Most professional museums employ professional curators and collections managers specifically trained in those items/types of items. As such, they evaluate and consider all these aspects. Most collections managers are charged with presenting plans to safeguard collections that include storage space grading and fire suppression. This same level of professionalism is VERY difficult for transportation museums as it is hard to set a qualification bar and meet salaries for true professionals. For example, I am a graduate of University Birmingham with specialization in the archaeology of transportation and heritage management (the UK version of Museum Studies). I had three classmates. You read that right – three. Total. Before the programme went T.U. a few years ago due to low enrollment; it averaged 3 graduates a year. In it’s roughly 30 year history – that is less than 100 qualified graduates. Leicester had a similar program of similar size and the US has only one Industrial Archaeology program which touches on transport. So, right there, finding qualified curators for a transportation museum means you’re likely hiring historians or folks with a keen interest in vehicles. Whether they are trained professionals in that discipline or in museum studies is a whole different matter. Not to mention, most transportation museums barely earn a profit and cannot afford top professionals. None of this means the folks running these museums are poor at their jobs. Again, like the Chiropractor or the Surgeon . . .these are not poorly educated people nor indifferent.
All of this means many motorcycle and car museums reflect a single collector and often don’t have the resources or training to care for the collection/facility/programming in the same way as really big professional museums. The end result is that protocols and systems to prevent catastrophic loss are limited in smaller transportation museums and the destruction tends to be total.

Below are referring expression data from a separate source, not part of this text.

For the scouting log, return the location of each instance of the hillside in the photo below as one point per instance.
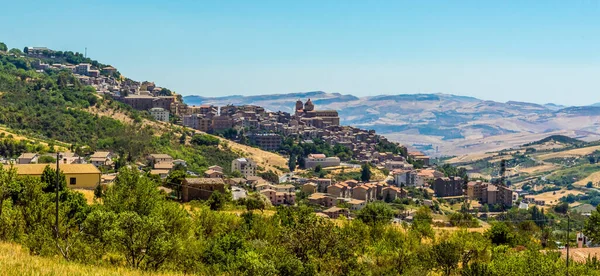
(548, 169)
(15, 261)
(47, 107)
(440, 124)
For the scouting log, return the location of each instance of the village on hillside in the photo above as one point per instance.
(339, 184)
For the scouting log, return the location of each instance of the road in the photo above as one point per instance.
(238, 192)
(285, 178)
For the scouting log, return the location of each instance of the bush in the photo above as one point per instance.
(205, 140)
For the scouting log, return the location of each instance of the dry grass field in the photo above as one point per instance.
(16, 261)
(538, 169)
(552, 198)
(569, 153)
(594, 178)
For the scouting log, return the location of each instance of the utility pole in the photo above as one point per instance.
(57, 186)
(568, 232)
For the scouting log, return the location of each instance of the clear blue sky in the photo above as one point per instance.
(538, 51)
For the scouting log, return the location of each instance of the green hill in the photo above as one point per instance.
(559, 139)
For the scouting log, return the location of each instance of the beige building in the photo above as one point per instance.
(80, 176)
(314, 160)
(246, 166)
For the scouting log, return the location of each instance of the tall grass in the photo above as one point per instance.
(16, 261)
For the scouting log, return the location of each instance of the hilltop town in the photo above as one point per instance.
(174, 174)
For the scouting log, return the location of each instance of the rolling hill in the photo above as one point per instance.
(440, 124)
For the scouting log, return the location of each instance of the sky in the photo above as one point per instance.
(534, 51)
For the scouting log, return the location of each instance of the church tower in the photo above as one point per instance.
(308, 106)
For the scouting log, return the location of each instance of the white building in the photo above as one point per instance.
(160, 114)
(245, 166)
(82, 68)
(314, 160)
(406, 178)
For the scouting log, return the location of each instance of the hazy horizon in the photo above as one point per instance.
(539, 52)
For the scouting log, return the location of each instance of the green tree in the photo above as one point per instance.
(15, 51)
(46, 159)
(422, 222)
(365, 173)
(217, 201)
(446, 255)
(592, 225)
(376, 213)
(589, 185)
(292, 163)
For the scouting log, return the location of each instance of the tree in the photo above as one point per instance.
(217, 201)
(376, 213)
(205, 140)
(422, 222)
(292, 163)
(562, 208)
(183, 138)
(589, 185)
(301, 163)
(365, 173)
(501, 233)
(592, 225)
(46, 159)
(446, 255)
(15, 51)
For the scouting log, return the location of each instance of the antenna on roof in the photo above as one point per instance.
(503, 172)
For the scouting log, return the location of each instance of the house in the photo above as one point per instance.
(336, 212)
(163, 166)
(357, 204)
(235, 181)
(323, 183)
(80, 176)
(322, 199)
(160, 172)
(263, 186)
(286, 188)
(252, 181)
(160, 114)
(448, 186)
(314, 160)
(309, 188)
(363, 192)
(487, 193)
(279, 198)
(182, 163)
(419, 156)
(160, 158)
(213, 174)
(101, 158)
(246, 166)
(403, 178)
(339, 190)
(201, 188)
(27, 158)
(215, 168)
(391, 193)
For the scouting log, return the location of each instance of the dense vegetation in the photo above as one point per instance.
(134, 225)
(51, 106)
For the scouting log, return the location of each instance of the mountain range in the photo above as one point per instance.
(439, 124)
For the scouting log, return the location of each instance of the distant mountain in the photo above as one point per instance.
(440, 124)
(557, 138)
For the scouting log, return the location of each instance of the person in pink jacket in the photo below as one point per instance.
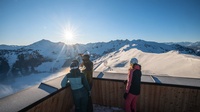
(132, 85)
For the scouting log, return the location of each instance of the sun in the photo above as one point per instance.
(69, 35)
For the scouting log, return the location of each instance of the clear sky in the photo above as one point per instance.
(23, 22)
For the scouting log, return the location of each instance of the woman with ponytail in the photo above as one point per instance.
(79, 85)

However, don’t think big museums are exempt from burning to the ground. Most major museums are in HUGE historic buildings that have limited or no fire suppression. If a fire starts – it is devastating. One of the biggest recent losses was Brazil’s National Museum, which burnt to the walls in autumn 2018. And, most museums are two paychecks away from financial straights instead of one pay check like smaller places. So, recovery is very difficult even with insurance. Add in the disruption of COVID and it's a perfect storm.
With regards to fire suppression -- museum professional love and loathe fire suppression. In most cases buildings constructed prior to modern fire codes are exempt from retrofit with active, wet suppression or sprinklers. I have been involved with a retrofit as well as a full dry system install and it is eye-poppingly expensive. If the museum is on the ball; they also redesign their storage systems at the same time so that if the sprinklers do activate there is a buffer to protect as much as possible. This is where it gets more fun as there are only a couple of makers of museum grade storage cabinetry in the world . . . so now you're both paying and ordering long in advance. It's a lot of moving parts and our management meetings can be quite interesting (well, if you're a geeky museum person wondering how to preserve things for centuries).
The honest truth is that wet suppression more or less destroys the items under preservation -- and often causes as much destruction as the fire. Once the sprinklers kick in; the damage is done and the organization is in recovery mode. Even with full insurance and a good team it is difficult to recover from the loss of permanent collections.